Damn, if we'd posted this last week, it would have been six years to the day since the last one.
Destined to hunt vampires and destroy the evil
of the world, Blade is a vampire-human hybrid with the greatest strengths of each.
"Destined"? There was a story in 2006 about Blade being named in a prophecy, but that was supposedly about curing all vampires (spoiler: it wasn't), nothing to do with hunting them. So we're gonna guess that was just a poor word choice? Pretend it says "trained," instead. Fun fact: although Blade was born and raised in London, the same story that introduced said prophecy also revealed that both his parents were Latverian! They were part of a group who opposed the tyrannical king, and just before they were being thrown into prison for that, Blade's father sent his pregnant wife to hide with friends in England. Then, as you know, she was killed by a vampire while giving birth, and the rest is history.
You'll recall that Hasbro planned to do a Blade as a swap figure for Punisher (because they both wore trenchcoats),
but it was cancelled, meaning we haven't had a Blade like this since ToyBiz. He uses the same armored torso as the last Blade, which makes sense, and though he has the pushed-up sleeves from Havok, the rest of the coat is a new mold, not that same one every Gambit and Nick Fury and Spider-Man Noir wore: the lapels are still large, but they don't stick up and they don't have horizontal lines sculpted into them. There are lines like that on his knees, though - his legs appear to be new, with the pantlegs tucked into his lace-up boots, and large cargo pockets on the thighs.
The head is new, and it's great. He's back to his traditional high
top fade, with lines shaved in on the sides. he's wearing black glasses, and just like we asked for last time, his mouth is open wide to show off his fangs. Nice! Only Marvel Select and One:12 Collective have tried that before. Since the torso is the same the previous Blade Legend used, you'd be able to swap heads around between them; unfortunately, Hasbro chose to give this Blade a much darker skintone, so the pieces won't match.
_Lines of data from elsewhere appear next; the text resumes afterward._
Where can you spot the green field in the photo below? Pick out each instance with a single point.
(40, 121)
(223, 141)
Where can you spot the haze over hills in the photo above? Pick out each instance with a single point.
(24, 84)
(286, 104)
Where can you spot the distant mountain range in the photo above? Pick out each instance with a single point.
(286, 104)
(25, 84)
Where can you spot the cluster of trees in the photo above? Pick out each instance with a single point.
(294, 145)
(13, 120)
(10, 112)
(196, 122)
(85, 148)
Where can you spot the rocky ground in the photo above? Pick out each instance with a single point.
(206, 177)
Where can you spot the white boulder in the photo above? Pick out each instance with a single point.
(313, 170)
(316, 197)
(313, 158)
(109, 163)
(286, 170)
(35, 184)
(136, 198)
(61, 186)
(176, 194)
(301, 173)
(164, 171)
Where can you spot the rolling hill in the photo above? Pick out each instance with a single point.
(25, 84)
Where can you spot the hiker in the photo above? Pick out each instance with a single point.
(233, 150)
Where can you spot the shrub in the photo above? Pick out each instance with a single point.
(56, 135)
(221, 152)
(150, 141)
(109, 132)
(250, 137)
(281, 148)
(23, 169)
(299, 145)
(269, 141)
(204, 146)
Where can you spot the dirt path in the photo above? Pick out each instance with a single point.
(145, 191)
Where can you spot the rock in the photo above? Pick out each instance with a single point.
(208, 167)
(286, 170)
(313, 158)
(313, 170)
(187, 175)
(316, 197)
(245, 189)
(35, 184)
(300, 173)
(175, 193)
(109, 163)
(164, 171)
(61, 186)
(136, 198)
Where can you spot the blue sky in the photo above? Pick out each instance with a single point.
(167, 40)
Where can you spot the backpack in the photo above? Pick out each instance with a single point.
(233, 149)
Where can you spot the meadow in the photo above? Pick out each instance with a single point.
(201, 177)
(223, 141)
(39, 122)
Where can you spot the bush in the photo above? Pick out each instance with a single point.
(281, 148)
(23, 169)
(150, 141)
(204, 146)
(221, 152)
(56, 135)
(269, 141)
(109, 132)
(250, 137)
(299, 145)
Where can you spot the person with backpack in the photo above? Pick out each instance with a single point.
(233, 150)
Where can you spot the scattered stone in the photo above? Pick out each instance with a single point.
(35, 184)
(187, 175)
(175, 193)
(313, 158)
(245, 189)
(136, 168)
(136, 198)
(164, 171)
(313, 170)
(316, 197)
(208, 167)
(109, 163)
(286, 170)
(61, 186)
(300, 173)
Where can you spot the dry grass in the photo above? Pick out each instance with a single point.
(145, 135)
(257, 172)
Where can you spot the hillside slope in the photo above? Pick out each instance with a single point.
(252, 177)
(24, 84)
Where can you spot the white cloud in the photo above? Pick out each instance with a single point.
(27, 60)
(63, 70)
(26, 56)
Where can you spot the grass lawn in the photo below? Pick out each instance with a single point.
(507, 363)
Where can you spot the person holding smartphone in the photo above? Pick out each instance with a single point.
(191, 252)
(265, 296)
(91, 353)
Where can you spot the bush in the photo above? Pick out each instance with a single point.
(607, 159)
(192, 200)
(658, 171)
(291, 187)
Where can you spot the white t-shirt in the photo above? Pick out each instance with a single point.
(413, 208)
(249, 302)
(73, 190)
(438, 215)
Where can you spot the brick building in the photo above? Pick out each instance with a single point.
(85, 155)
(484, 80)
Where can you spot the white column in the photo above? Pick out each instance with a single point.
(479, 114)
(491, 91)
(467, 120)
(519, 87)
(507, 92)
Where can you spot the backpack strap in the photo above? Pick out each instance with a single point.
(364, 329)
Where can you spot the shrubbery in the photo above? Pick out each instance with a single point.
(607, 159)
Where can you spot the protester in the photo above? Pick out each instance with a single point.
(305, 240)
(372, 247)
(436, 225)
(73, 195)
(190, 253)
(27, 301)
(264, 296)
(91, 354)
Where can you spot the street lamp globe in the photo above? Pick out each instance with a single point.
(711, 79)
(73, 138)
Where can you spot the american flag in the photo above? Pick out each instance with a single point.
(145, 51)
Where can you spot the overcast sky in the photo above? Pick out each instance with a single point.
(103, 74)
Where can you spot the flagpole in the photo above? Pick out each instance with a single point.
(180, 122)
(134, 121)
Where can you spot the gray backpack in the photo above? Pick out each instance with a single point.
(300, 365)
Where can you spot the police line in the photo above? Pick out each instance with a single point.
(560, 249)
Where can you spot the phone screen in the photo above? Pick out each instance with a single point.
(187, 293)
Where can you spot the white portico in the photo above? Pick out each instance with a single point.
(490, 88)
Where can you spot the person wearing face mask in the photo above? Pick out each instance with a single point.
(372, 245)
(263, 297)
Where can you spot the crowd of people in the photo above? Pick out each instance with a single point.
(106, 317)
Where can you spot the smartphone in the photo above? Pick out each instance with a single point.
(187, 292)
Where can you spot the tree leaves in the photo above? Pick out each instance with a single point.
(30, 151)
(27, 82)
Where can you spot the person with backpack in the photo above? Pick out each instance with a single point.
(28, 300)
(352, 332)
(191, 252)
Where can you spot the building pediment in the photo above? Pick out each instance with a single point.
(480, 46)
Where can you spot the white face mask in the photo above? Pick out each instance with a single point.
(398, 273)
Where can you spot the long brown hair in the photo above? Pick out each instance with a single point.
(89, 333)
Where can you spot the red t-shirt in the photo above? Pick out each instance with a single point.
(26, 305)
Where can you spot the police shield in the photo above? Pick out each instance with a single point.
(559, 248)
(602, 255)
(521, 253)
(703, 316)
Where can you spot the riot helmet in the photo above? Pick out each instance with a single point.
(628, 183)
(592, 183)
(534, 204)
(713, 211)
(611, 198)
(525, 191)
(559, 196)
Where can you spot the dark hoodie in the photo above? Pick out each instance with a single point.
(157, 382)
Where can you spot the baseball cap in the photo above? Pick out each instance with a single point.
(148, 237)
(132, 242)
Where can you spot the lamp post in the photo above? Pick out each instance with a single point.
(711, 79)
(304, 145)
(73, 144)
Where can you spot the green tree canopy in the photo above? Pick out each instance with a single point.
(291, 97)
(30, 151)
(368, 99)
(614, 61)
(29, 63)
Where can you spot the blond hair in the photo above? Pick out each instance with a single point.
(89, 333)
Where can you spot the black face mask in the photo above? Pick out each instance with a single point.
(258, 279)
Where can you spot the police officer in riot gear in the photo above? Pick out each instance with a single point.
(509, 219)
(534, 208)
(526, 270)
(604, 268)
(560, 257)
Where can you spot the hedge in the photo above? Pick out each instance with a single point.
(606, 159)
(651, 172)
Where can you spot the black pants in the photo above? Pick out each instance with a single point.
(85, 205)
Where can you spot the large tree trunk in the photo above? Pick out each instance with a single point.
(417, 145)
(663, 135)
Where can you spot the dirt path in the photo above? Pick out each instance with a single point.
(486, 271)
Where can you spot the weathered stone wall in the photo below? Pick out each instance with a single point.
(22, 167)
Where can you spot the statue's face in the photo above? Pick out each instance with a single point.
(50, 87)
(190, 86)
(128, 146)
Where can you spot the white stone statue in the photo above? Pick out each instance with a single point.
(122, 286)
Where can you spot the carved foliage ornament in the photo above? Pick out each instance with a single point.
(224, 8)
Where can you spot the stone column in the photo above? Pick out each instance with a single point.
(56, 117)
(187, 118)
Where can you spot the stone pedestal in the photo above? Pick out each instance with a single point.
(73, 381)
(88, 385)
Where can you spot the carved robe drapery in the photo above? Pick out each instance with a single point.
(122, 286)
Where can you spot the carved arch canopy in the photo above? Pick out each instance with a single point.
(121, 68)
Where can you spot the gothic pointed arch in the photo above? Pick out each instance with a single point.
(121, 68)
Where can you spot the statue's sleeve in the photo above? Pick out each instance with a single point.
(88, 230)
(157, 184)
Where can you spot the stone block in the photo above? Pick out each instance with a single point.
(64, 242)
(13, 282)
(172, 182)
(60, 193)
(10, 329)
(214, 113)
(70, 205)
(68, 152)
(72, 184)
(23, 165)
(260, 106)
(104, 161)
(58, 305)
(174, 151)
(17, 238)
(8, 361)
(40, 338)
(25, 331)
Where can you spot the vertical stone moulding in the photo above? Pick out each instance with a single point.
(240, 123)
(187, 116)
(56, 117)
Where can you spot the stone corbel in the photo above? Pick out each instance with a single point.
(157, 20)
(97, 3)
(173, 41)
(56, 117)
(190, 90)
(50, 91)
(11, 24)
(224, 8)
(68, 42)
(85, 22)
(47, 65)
There's not a lot of paint on this figure, since (outside his original appearance) Blade isn't one to wear bright colors. Black glasses, black coat, black armor, black pants, black boots. The interior of his coat is painted red, giving us a wonderful flash of color, and we won't
even give them hell for dropping that paint app somewhere near the waist: the body conceals it higher than that, and we don't have to worry about any visibly wrong colors around the arms. If the implication is that the lining of the coat is red, though, shouldn't the lapels be, too? With his mouth open, they had to paint his tongue red and his fangs white, which required precision, even with the mouth being plugged into the head sculpt from inside.
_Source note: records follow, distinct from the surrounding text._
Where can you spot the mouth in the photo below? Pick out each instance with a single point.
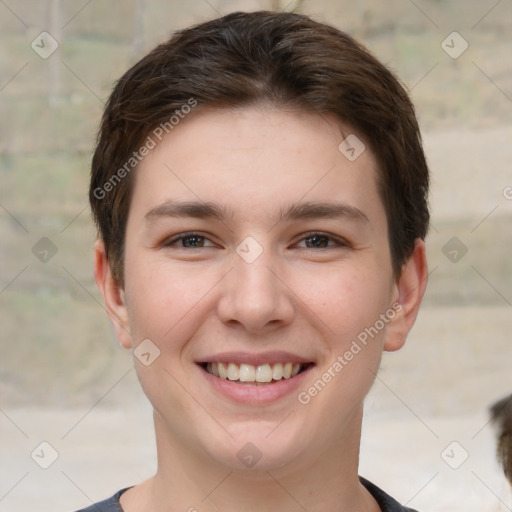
(255, 375)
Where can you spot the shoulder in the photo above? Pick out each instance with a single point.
(385, 501)
(108, 505)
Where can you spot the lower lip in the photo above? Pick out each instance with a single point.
(255, 395)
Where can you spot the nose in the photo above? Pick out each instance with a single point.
(255, 296)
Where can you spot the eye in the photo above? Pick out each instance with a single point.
(188, 241)
(321, 241)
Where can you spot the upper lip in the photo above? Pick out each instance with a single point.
(255, 359)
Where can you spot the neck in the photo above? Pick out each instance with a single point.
(191, 481)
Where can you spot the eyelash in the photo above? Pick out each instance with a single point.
(337, 241)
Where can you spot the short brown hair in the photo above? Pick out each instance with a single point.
(287, 59)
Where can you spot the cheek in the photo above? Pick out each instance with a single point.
(164, 298)
(347, 300)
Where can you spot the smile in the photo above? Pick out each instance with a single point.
(254, 374)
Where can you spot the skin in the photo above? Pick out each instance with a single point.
(309, 300)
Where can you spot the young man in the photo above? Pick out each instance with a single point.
(260, 191)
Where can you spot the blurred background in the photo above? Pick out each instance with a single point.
(65, 382)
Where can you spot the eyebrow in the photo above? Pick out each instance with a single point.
(296, 211)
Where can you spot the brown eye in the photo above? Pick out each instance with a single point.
(317, 241)
(193, 241)
(188, 241)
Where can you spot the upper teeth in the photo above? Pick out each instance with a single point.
(250, 373)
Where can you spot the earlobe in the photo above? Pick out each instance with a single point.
(113, 295)
(410, 288)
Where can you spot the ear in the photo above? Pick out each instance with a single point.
(113, 295)
(409, 289)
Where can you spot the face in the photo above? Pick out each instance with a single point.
(257, 265)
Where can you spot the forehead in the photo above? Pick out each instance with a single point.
(254, 160)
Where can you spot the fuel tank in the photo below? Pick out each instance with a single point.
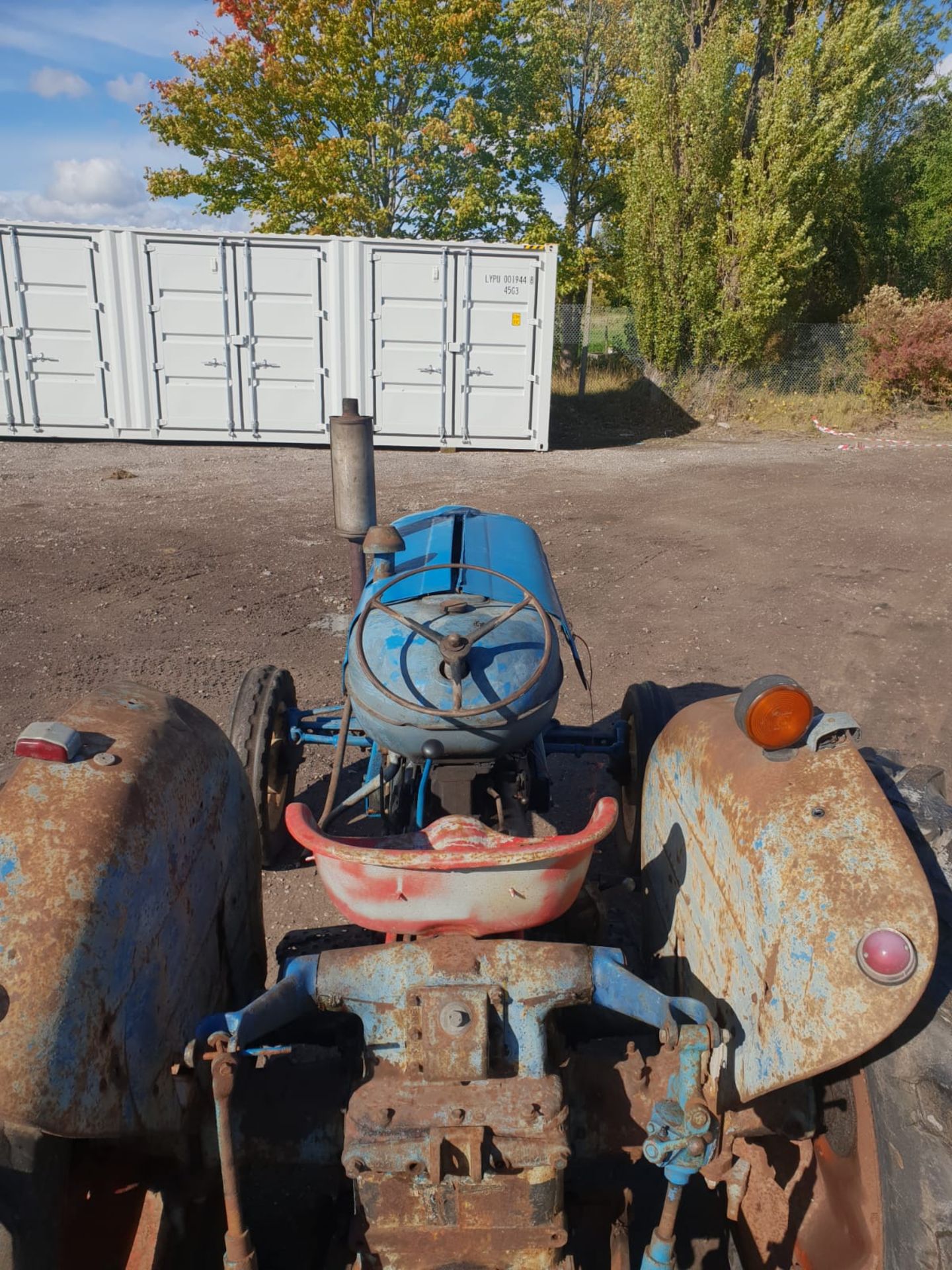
(459, 572)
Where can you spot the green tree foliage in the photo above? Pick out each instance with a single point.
(754, 122)
(909, 215)
(383, 117)
(576, 65)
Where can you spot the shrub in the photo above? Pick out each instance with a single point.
(908, 346)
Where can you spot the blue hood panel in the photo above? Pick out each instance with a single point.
(488, 539)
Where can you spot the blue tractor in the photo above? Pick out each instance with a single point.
(705, 1023)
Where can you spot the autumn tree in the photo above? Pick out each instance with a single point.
(748, 122)
(377, 117)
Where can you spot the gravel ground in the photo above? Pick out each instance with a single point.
(686, 562)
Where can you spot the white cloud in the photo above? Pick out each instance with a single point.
(104, 190)
(132, 91)
(50, 81)
(104, 182)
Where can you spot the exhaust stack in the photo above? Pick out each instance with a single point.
(353, 484)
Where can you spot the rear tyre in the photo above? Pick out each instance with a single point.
(909, 1080)
(259, 730)
(33, 1170)
(647, 709)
This torso was designed to work with bare arms, which this figure obviously doesn't have. Using Havok's sleeves was a clever choice,
but between the broad torso, the thicker arms, and the addition of a PVC coat between them, Blade can't really put his arms down to his sides - they'll always be just a little bit spread, which will surely bother someone somewhere. I don't know who, but they exist. In truth, it's not really an issue: the arms come down far enough, even if they're not perfectly perpendicular to the ground, and between having them out slightly and the head snarling, he looks ready for a fight. His new knees are pinless joints, and it shouldn't surprise you that the coat means you won't be able to use his hinged chest to bend him backwards.
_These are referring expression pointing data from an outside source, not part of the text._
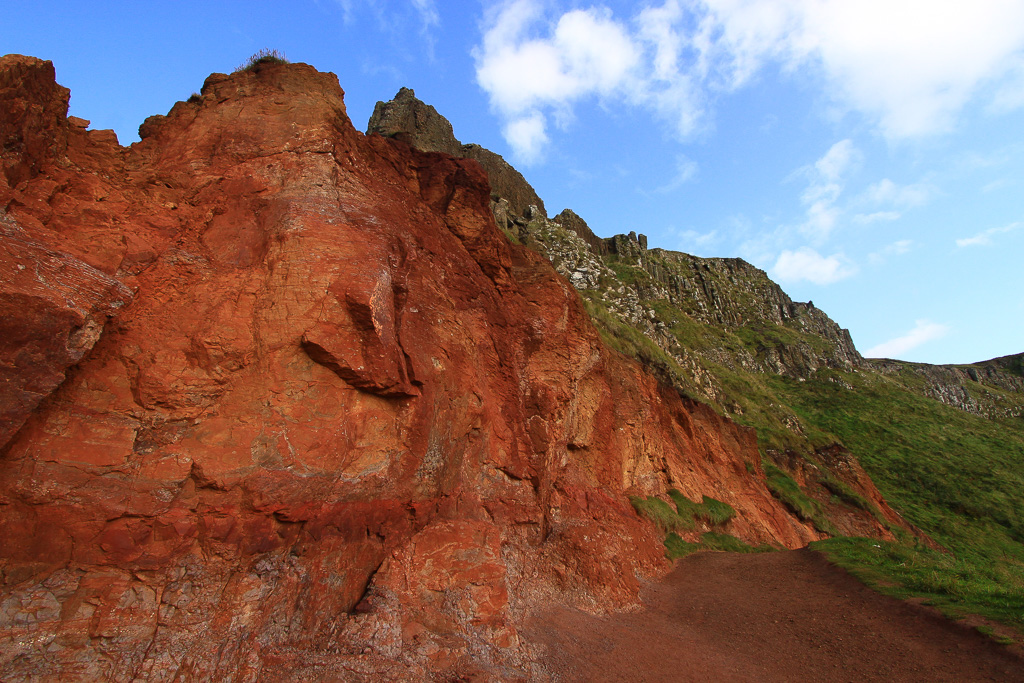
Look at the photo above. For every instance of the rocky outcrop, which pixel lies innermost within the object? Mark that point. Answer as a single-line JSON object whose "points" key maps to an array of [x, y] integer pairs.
{"points": [[990, 388], [418, 124], [331, 424]]}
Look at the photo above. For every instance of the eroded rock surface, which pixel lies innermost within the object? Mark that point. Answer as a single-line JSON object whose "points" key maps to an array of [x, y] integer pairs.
{"points": [[321, 419]]}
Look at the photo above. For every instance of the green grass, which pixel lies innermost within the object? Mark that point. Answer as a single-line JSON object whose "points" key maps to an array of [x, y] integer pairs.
{"points": [[957, 476], [709, 509], [792, 496], [264, 56], [955, 585], [662, 514], [677, 548], [684, 517]]}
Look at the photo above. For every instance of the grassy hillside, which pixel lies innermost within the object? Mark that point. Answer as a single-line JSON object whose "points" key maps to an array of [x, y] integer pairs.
{"points": [[721, 332], [957, 476]]}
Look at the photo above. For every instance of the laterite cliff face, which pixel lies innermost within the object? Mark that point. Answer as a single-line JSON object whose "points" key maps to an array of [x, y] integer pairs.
{"points": [[281, 401]]}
The figure has closed fists, or open hands to hold his weapons:
the straight-bladed katana, a pair of wooden stakes, and a pair of glaives. The bladed weapons all have red grips, making them look like a matched set, and the stakes are just a fun inclusion. We do wish there was space to store most of this stuff; thanks to the coat, he couldn't use the same bandolier as the last figure, so there's a scabbard plugged into the back (and it's still pointing left, so at least that was consistent), but the glaives and stakes have nowhere to go when he's not using them. It also would have been nice if they'd brought over the silver spikes strapped to his thigh from the last toy.
Blade is part of the Mindless One Build-A-Figure series, and he includes the head and some smoking energy trailing out of the eye.
It's the simple things, things that can be overlooked, that make the difference between a great product and a merely okay product. The right height, the right body type, the right skintone... like we said before, you have to think of these as people, not as costumes, and realize that "unimportant" changes really matter. Blade is a good-looking toy, but imagine how much more fun he'd be if you could trade heads around to make your own ideal version, like when Hasbro made a couple Venoms that were all the same size (before they messed that up, too). It's great that Hasbro has made Blade's most famous look, and in this case it's a shame that stores aren't carrying this series.